After a little more than three months of action, the WPHL’s draw has been pretty good, ranging from about six thousand fans a game in the larger cities like Austin and Albuquerque—as many as nine thousand have come out in New Mexico—to more than four thousand in El Paso, Amarillo, and Belton (those Pagans, er, Wizards up in Waco aren’t doing as well). The league honchos are so pleased with those numbers that they’re already moving forward; next season there will be teams in Odessa-Midland, San Angelo, and Louisiana cities Lake Charles and Shreveport. The more distant future may include locales in Arizona and Colorado. The expansion will cleave the WPHL into two divisions and make it more entertaining for fans and players alike: Currently, the league schedule is a rather redundant gauntlet, with each club playing the five others twelve times, and then four of the six going on to playoff action.

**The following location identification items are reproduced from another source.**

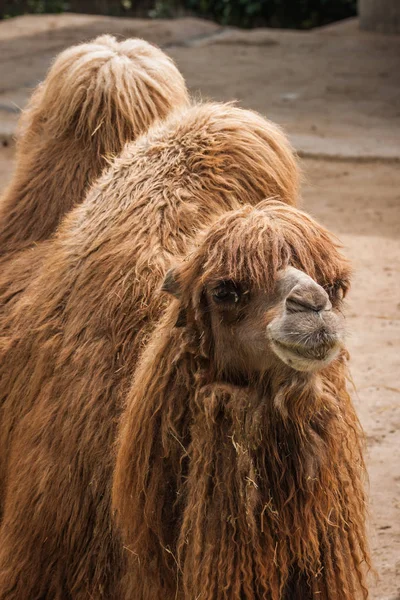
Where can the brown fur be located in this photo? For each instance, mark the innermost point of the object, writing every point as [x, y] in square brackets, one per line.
[95, 97]
[233, 492]
[78, 328]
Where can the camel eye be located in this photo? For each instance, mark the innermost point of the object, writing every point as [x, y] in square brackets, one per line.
[336, 291]
[227, 292]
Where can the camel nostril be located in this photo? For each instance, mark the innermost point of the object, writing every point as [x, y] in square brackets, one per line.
[308, 298]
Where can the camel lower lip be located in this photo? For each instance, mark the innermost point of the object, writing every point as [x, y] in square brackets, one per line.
[304, 353]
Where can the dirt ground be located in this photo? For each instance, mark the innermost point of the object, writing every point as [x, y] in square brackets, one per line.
[336, 92]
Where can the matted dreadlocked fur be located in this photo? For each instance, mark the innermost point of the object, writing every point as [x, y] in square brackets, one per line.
[75, 333]
[227, 492]
[96, 97]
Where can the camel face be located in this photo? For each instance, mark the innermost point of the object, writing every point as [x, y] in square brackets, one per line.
[264, 290]
[255, 330]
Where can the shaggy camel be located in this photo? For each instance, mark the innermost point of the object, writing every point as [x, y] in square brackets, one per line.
[239, 471]
[76, 332]
[95, 97]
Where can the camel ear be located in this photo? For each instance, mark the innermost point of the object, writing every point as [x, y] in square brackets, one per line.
[171, 284]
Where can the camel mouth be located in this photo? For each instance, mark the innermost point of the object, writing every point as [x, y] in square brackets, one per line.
[308, 357]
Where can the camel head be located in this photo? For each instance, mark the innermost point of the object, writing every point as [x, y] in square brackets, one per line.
[263, 289]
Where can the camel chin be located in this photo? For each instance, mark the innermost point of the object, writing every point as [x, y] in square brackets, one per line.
[301, 358]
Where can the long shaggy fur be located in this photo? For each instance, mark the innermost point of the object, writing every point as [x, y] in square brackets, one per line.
[228, 492]
[76, 332]
[95, 97]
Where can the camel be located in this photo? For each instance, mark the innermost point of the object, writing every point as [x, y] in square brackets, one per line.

While the great number of northern and Midwestern transplants in Texas probably has something to do with the league’s early success, it really isn’t so unlikely that Texas, ever the football state, would be the perfect place for hockey. It’s a rough-and-tumble sport played by well-mannered hotheads, blue-collar workers, and prodigious snuff dippers. Really, the only difference between a small town in Alberta and a small town in Texas is the frozen pond in the back. Hockey is a fairly simple action-packed game that offers a little of everything to fans of more familiar sports. Enjoy the way football combines speed, grace, and violence? Try it on ice skates, with the occasional brawl added in. Prefer the subtle pleasures of baseball? Well, the mano a mano duel between pitcher and hitter is approximated when the goalie faces down a winger on a breakaway. Hockey also has the constant motion of basketball, but without that damnable habit of constant scoring. If anything, the game is most like soccer, except you don’t use your head. That’s what your teeth are for.
THE EXPO CENTER’S BIG TRACTOR pull isn’t merely turning the team into the Mall Bats; it’s also putting them on the WPHL’s longest possible road trip—a straight shot to Albuquerque, then back through Amarillo and El Paso.